Approximately two and a half pages, 750 words.
The final draft of this paper must be typed and double-spaced. Use one inch margins on all sides, and type with size 12 characters. Put your name, class, and date in the upper left hand corner, center your title, and begin writing. Page numbers should be placed with your last name as a header in the upper right hand corner (for help with headers use Word help or the Writing Center). Submit the final draft as an attachment to keep the paper’s format. This is all MLA format, and is required for college-level papers. If you do not have Word, please convert your paper to Rich Text format so I can open it (see instructions in the Syllabus).
Quotes should be used from the article with proper MLA documentation. Be sure to mention the author and article you are discussing, then for material used from the text, cite the page number. Place a Works Cited entry for the article at the end of your paper.
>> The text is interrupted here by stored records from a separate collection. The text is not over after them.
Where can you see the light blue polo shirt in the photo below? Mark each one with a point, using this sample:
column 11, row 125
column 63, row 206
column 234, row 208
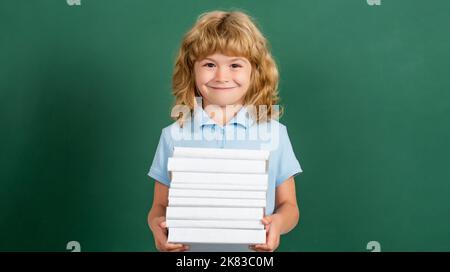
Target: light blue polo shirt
column 242, row 132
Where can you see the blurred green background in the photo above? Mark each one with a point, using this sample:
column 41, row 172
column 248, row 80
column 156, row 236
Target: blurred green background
column 85, row 92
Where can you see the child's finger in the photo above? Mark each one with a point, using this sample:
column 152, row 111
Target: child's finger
column 170, row 246
column 163, row 224
column 262, row 247
column 267, row 220
column 181, row 249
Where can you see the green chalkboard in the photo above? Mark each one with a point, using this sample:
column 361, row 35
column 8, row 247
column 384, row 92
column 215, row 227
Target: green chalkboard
column 86, row 89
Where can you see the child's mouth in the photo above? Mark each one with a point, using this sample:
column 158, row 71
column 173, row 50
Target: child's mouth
column 222, row 88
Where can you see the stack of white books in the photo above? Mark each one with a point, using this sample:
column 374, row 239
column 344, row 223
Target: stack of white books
column 217, row 196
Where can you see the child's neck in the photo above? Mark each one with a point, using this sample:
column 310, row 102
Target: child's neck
column 222, row 115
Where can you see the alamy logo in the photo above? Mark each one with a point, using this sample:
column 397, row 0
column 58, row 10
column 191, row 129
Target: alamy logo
column 374, row 2
column 74, row 246
column 73, row 2
column 373, row 246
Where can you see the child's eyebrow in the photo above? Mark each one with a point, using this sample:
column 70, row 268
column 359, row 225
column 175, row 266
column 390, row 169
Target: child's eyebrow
column 231, row 60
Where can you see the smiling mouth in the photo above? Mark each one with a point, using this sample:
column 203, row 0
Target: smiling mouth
column 222, row 88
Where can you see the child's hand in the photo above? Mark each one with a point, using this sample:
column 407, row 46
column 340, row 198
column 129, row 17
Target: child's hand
column 159, row 229
column 272, row 235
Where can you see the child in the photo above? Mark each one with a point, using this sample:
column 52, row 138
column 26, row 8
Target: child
column 225, row 84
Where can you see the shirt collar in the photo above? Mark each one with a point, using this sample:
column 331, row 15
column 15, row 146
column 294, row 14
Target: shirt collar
column 242, row 118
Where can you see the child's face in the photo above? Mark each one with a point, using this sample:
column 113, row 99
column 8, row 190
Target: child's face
column 222, row 80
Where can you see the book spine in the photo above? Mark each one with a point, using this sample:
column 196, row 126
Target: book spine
column 220, row 178
column 180, row 185
column 222, row 236
column 217, row 153
column 233, row 224
column 215, row 202
column 216, row 194
column 216, row 165
column 214, row 213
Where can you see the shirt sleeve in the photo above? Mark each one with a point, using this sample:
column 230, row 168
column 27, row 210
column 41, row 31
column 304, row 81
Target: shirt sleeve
column 158, row 169
column 288, row 164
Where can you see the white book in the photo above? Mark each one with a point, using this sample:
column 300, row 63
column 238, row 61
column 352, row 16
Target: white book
column 216, row 165
column 215, row 202
column 213, row 236
column 216, row 194
column 228, row 224
column 181, row 185
column 220, row 178
column 214, row 213
column 219, row 153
Grading criteria (20 points each): The focus for grading will be on the following concerns:
1. Content: Does the paper exhibit the use of evidence from the essay to back up its observations. Are there sufficient quotes, summaries, and paraphrases to give us a fair sense of the essay itself? Has the writer used the elements of argument to support the analysis (at least three)?
2. Organization: Does each part of the paper contribute meaningfully to the idea of the whole paper? Is there a useful sequence for the material? On what is it based? Does the writer provide transitions to help readers move through the sequence? Do the title, introduction, and conclusion provide an effective frame for the ideas of the paper?
3. Claim: Has the writer made clear, either explicitly or implicitly, his or her overall evaluation of the essay?
4. Editing: Has the writer edited out mechanical errors, checking for correctness in spelling, punctuation, sentence patterns, and proper documentation?